Perfect. Sir, I just wanted to understand your strategy on the large molecule. How is it developing? If you can just comment any development, any substantial. Have you seen on the large molecules side, what is the progress going on that side? If you can just comment on it.
If you look at the 2023 global filings and approvals of the new molecules segment, only 34% is from small molecules -- sorry, 36% is from small molecules, the rest is from the large molecules, right? And these large molecules eventually will come to generic market as well, India is today a major generic player for biologics. We are not an innovator except for 1 or 2 companies.
And our pharma companies are still fighting to get approvals in either Europe or the North American markets. So as such, the investments are good. Some companies are still very positive. And more and more products are being added to their product stream. We as a company are on CRO side. We got into this almost a decade ago. We started doing the ancillary services at that time.
But from the last 5 years, we have developed capabilities to service these markets in all the 3 aspects, on the preclinical testing, animal testing side, human testing as well as analytical side.
Okay. Sir, just a follow-up on a large molecule. Do we have any plans? Or do we foresee anything like contract manufacturing, CRM also being done except from -- sorry CDMO also being done, except from just the research and the, what do you say, preclinical and the clinical stage, apart from manufacturing, do we foresee any such subsidiaries or any venturing onto with other players like associations or JV kind of structure?
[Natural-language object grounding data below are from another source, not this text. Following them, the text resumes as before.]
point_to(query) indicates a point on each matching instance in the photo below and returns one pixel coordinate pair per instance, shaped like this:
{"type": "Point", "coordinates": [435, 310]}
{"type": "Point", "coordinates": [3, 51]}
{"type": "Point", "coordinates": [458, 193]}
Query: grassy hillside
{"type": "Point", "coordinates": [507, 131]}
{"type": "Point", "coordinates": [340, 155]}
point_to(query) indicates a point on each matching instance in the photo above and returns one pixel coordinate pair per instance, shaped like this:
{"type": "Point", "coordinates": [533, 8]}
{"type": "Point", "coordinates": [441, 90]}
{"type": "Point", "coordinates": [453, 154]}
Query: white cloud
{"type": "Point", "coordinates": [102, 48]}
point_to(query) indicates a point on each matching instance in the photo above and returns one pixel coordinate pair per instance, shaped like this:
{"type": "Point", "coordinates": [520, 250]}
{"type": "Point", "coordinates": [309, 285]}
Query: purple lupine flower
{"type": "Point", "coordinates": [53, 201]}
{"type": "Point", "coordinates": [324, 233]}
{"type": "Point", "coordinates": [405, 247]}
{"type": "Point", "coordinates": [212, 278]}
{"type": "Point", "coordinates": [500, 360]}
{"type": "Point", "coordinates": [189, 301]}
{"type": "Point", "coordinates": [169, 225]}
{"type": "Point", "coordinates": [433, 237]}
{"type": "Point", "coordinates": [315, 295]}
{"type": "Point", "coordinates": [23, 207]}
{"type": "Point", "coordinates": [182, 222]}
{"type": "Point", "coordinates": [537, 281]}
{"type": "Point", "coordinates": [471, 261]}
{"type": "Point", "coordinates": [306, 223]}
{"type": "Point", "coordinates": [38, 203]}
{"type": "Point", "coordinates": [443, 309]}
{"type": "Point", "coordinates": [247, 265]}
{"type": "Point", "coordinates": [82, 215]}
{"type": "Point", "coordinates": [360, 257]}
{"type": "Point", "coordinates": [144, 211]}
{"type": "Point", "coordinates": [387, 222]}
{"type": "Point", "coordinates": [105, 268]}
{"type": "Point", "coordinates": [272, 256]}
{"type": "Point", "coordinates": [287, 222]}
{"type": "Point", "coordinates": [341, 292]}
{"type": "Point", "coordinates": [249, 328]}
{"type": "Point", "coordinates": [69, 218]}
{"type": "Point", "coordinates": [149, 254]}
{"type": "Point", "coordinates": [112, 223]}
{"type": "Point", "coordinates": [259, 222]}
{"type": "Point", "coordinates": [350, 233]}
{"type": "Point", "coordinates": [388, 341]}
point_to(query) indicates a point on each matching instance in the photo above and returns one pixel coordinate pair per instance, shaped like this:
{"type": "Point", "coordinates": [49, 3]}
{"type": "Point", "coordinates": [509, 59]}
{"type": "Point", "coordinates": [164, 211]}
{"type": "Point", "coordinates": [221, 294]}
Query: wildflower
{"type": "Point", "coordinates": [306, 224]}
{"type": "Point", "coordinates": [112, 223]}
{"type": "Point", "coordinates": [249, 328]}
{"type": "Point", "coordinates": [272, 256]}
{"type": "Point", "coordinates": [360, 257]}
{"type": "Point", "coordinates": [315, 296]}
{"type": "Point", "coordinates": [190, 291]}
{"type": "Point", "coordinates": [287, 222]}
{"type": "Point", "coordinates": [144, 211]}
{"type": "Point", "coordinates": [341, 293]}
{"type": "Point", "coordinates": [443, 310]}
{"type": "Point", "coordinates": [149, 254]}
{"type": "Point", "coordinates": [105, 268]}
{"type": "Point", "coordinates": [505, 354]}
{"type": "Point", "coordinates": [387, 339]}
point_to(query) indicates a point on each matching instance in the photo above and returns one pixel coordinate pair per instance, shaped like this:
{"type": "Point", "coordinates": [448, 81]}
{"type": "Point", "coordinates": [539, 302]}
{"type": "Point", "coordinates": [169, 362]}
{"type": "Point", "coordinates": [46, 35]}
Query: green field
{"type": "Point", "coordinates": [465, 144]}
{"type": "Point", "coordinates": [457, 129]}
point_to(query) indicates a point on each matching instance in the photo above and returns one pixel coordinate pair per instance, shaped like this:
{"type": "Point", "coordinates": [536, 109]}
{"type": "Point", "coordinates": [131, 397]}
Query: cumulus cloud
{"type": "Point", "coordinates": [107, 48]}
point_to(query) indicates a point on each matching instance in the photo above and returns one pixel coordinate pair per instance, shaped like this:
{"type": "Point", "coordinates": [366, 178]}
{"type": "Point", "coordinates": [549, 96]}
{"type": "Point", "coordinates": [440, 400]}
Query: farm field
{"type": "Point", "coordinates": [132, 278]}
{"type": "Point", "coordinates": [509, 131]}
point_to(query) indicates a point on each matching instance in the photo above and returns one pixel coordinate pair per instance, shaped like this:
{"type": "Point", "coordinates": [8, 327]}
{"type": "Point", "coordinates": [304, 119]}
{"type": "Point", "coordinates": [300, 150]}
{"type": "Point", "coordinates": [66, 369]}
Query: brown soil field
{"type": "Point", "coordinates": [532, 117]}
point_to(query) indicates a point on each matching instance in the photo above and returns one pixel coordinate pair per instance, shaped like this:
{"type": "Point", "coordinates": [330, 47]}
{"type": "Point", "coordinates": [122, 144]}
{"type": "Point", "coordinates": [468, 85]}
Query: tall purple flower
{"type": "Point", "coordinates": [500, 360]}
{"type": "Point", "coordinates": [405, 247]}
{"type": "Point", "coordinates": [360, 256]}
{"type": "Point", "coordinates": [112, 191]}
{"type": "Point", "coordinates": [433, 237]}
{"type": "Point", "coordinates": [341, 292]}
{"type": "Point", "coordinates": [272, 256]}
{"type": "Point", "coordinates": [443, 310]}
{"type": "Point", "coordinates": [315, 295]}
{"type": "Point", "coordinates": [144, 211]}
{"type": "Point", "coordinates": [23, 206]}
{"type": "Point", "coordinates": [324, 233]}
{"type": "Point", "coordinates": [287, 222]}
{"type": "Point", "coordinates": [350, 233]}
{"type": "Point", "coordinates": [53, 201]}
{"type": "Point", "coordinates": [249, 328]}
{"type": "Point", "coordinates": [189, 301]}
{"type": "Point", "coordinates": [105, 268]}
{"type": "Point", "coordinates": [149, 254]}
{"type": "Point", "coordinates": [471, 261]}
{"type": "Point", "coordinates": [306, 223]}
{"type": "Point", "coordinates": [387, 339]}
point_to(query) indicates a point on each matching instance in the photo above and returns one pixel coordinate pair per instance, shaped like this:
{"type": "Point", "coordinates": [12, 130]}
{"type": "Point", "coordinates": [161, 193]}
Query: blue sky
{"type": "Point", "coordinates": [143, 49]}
As of now, nothing that we have looked at very seriously, but yes, it's a logical expansion and we will take the call when the right time comes.
That is open -- but this point is open for discussion in the Board?
Yes.
As there are no further questions from the participants, I now hand the conference over to management for closing comments.
Thanks, everyone, for attending this call and for the nice question and answers that we had. I just want to thank Vishal and our partners E&Y for joining us in this call. Have a good day. Bye.
On behalf of Systematix Institutional Equities, that concludes this conference. Thank you for joining us, and you may now disconnect your lines.